Japanese bank profitability has been under immense pressure with net interest margins (NIMs) falling steadily since 2010. The weak domestic economy has kept loan demand subdued and fierce competition among financial institutions adds to the drag on earnings. Moreover, the continued strengthening of the yen despite BoJ easing has added to the pressure on both banks and corporates in Japan.

Bank of Japan (BOJ) measures in September came in recognition of the pressures brought about by negative interest rates. The central bank introduced yield curve control at its September meeting with an intention to help banks and pension funds improve their profitability.
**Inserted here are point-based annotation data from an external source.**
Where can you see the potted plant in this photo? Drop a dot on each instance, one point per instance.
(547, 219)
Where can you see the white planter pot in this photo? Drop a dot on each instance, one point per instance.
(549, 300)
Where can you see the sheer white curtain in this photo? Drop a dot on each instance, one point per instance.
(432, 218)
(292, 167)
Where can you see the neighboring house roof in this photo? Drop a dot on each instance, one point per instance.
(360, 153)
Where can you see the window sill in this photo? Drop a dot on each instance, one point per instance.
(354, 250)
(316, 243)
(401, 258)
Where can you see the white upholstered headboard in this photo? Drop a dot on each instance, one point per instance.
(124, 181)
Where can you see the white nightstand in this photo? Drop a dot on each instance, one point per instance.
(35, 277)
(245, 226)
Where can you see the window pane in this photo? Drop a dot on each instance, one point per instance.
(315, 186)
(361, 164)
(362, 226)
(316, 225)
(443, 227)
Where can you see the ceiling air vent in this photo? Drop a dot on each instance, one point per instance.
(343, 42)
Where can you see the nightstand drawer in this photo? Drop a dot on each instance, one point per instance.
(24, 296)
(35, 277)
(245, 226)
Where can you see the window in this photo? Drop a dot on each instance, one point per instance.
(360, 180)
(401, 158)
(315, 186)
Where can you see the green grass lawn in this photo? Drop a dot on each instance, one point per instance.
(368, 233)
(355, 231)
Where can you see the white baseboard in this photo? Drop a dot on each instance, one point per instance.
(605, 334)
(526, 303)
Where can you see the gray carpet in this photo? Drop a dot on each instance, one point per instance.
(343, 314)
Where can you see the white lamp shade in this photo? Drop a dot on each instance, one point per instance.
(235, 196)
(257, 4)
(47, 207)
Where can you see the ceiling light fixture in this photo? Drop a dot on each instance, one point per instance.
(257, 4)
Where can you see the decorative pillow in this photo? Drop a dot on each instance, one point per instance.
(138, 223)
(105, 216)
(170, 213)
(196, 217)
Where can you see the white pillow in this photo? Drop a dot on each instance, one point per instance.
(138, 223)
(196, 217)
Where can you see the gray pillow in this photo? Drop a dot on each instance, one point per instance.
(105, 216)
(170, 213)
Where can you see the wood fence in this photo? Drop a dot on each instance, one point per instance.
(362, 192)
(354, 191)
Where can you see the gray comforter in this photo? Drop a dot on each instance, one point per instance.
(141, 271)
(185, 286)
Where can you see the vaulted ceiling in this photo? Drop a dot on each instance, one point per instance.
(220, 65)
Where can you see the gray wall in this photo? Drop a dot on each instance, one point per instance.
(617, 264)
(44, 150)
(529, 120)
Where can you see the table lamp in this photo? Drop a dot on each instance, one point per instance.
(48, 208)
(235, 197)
Under the yield curve control program, the bank intends to keep the yield on the 10-yr Japanese government bond at zero percent and engineer a steeper yield curve.

However, ratings agency Fitch says the latest measures could actually end up undermining the efforts to boost the economy. Fitch says the new framework is unlikely to do much to boost bank profitability, since interest rates on only a relatively small proportion of bank lending are sensitive to 10-year bond yields. The majority of bank lending has an interest-rate renewal period of less than one year. In light of these factors, banks are unlikely to be spurred into lending more aggressively by the new policy framework, and the BoJ could be forced to make further alterations to try to boost the economy.

PM Abe’s aide Nobuyuki Nakahara commenting on the BOJ’s monetary policy program earlier today said that the BOJ’s yield control is a disappointing move away from monetary-base expansion. He said the decision to conduct a comprehensive review of monetary policy had invited defeat on reflationist efforts and would raise questions about Abenomics as a whole.